2010年11月から増改修工事のため休館していた五島美術館(世田谷区上野毛3、ハローダイヤル 03-5777-8600)が10月20日、2年ぶりに再開する。
同館は東京急行電鉄の初代会長・五島慶太氏が設立の構想を練り、1960(昭和35)年4月に開館した。約6000坪の敷地には吉田五十八氏設計の本館、庭園と散策路、明治時代に建てられた茶室「古経楼」(こきょうろう)や立礼席「冨士見亭」などがある。これまでに計374回の展覧会を開催、延べ入館者数は約225万人を数える。開館50年を機に2010年11月より一時休館していたが、展示スペースの拡張とケースや照明、空調設備など鑑賞環境を一新して再開。新たに「第2展示室」を設け総展示面積は約90坪の増床となった。

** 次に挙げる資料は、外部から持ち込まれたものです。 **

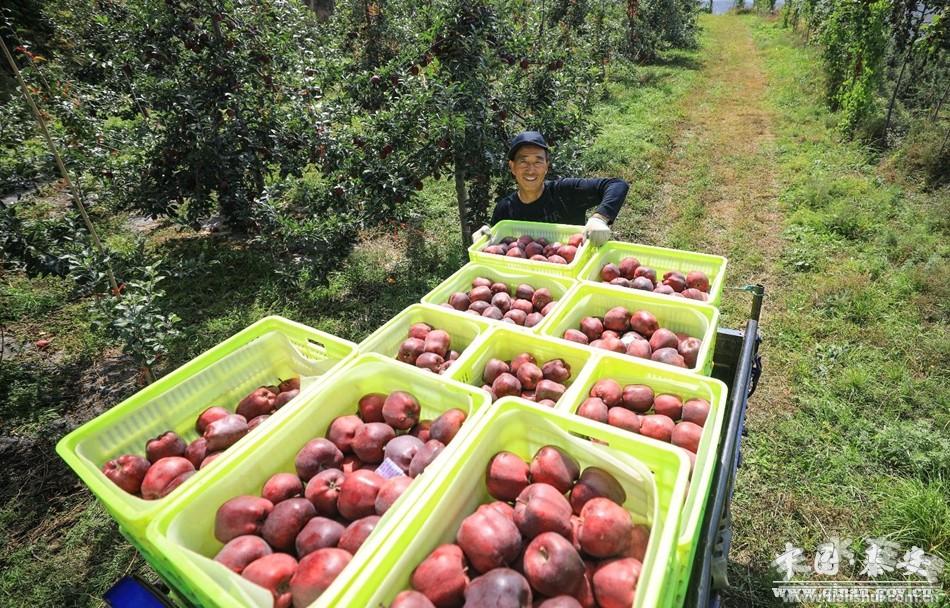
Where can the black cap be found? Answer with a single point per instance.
(524, 138)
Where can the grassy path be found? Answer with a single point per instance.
(728, 149)
(720, 194)
(848, 429)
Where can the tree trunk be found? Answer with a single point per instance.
(461, 193)
(940, 103)
(633, 8)
(900, 76)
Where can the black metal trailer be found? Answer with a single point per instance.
(737, 363)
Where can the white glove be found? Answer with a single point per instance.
(484, 230)
(597, 231)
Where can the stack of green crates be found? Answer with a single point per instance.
(550, 232)
(184, 532)
(696, 319)
(270, 349)
(654, 483)
(512, 277)
(663, 379)
(661, 260)
(175, 534)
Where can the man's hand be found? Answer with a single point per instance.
(597, 230)
(480, 233)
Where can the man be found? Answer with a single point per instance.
(561, 201)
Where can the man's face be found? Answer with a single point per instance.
(529, 167)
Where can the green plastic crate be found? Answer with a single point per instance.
(655, 487)
(462, 329)
(504, 343)
(184, 532)
(462, 281)
(663, 379)
(269, 349)
(661, 260)
(697, 319)
(551, 232)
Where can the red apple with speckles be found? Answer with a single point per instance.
(441, 577)
(127, 472)
(274, 573)
(240, 516)
(316, 573)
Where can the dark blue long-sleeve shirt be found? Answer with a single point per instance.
(565, 201)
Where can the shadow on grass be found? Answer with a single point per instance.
(750, 586)
(679, 60)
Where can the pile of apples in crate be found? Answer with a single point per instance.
(630, 273)
(637, 334)
(427, 348)
(169, 462)
(527, 306)
(539, 250)
(523, 377)
(636, 408)
(303, 529)
(567, 542)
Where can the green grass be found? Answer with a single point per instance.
(853, 443)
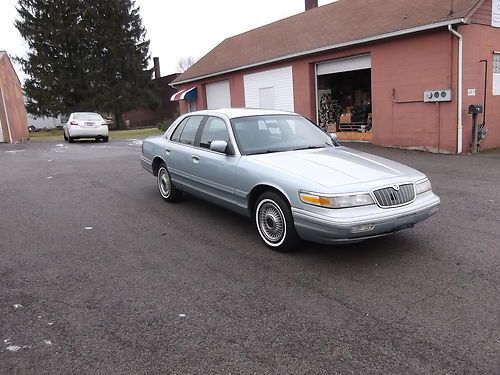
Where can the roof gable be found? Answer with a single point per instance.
(333, 24)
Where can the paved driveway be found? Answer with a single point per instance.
(98, 275)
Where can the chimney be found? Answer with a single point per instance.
(156, 63)
(310, 4)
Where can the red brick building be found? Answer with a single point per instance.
(13, 123)
(398, 73)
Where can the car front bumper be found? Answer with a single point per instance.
(362, 223)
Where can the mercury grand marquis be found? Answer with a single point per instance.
(294, 181)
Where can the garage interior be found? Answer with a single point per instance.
(344, 98)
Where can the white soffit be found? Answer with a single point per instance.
(345, 65)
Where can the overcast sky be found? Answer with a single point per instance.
(178, 29)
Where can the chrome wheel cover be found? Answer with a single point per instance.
(164, 184)
(271, 222)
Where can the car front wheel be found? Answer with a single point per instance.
(167, 189)
(275, 223)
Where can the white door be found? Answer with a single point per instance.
(266, 96)
(218, 95)
(271, 89)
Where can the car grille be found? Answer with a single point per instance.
(389, 197)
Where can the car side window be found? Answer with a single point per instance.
(190, 129)
(214, 130)
(177, 132)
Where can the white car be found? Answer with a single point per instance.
(85, 125)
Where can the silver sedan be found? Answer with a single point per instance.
(292, 179)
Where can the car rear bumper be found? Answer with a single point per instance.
(90, 132)
(325, 229)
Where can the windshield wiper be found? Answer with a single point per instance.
(265, 152)
(309, 147)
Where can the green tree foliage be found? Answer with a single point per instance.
(85, 55)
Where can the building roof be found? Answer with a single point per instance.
(335, 25)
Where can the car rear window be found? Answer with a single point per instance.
(190, 129)
(214, 130)
(87, 116)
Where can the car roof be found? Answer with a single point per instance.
(241, 112)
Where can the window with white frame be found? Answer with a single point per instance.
(496, 73)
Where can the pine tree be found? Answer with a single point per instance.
(85, 55)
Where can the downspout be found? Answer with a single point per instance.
(6, 115)
(460, 83)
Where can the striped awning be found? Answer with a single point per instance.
(187, 94)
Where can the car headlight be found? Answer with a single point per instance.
(423, 186)
(338, 201)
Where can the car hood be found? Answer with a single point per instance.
(331, 167)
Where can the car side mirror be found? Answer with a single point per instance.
(219, 146)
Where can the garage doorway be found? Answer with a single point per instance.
(344, 97)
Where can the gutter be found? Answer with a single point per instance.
(328, 48)
(6, 116)
(460, 84)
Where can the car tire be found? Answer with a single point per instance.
(167, 189)
(274, 222)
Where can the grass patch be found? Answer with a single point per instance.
(57, 135)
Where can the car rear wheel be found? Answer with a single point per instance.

改修工事中に発生した昨年3月の東日本大震災により、「古経楼」の一部が被害を受けたため補強と修繕工事を施工したところ、同茶室地下から約7000年前の縄文時代のものと見られる遺跡(シジミおよびアサリなどの貝塚、住居跡)が発見された。そのため、同茶室を含む庭園の公開は来年春(予定)に延期され、今回は本館のみのお披露目となる。
新装開館を記念し、本年度は3月まで「時代の美-五島美術館・大東急記念文庫の精華」をテーマに、3つの時代と1つの地域として収蔵する国宝・重要文化財を中心に4部構成(第1部「奈良・平安編」、第2部「鎌倉・室町編」、第3部「桃山・江戸編」、第4部「中国・朝鮮編」)で展覧会を開く。同館が休館中の昨年、以前より敷地内にあった「大東急記念文庫」と合併したことから、両施設の収蔵品を展示する企画展が実現した。
第1部「奈良・平安編」では、唐よりもたらされた仏の教えを写した古写経「紺紙銀字華厳経 巻第五十」、「もののあわれ」の世界を絵と言葉でつづる国宝「源氏物語絵巻」(後期のみ展示)など、「文字に託した古代の人々のさまざまな思いを伝える作品」を中心に国宝3件、重要文化財31件を含む約70点を前期後期に分けて11月18日まで展示する。
開館時間は10時~17時(入館受け付けは30分前まで)。月曜休館。入館料は、一般=1,000円、高・大学生=700円、中学生以下無料。講演会やギャラリートークなどの詳細は同館ホームページで確認できる。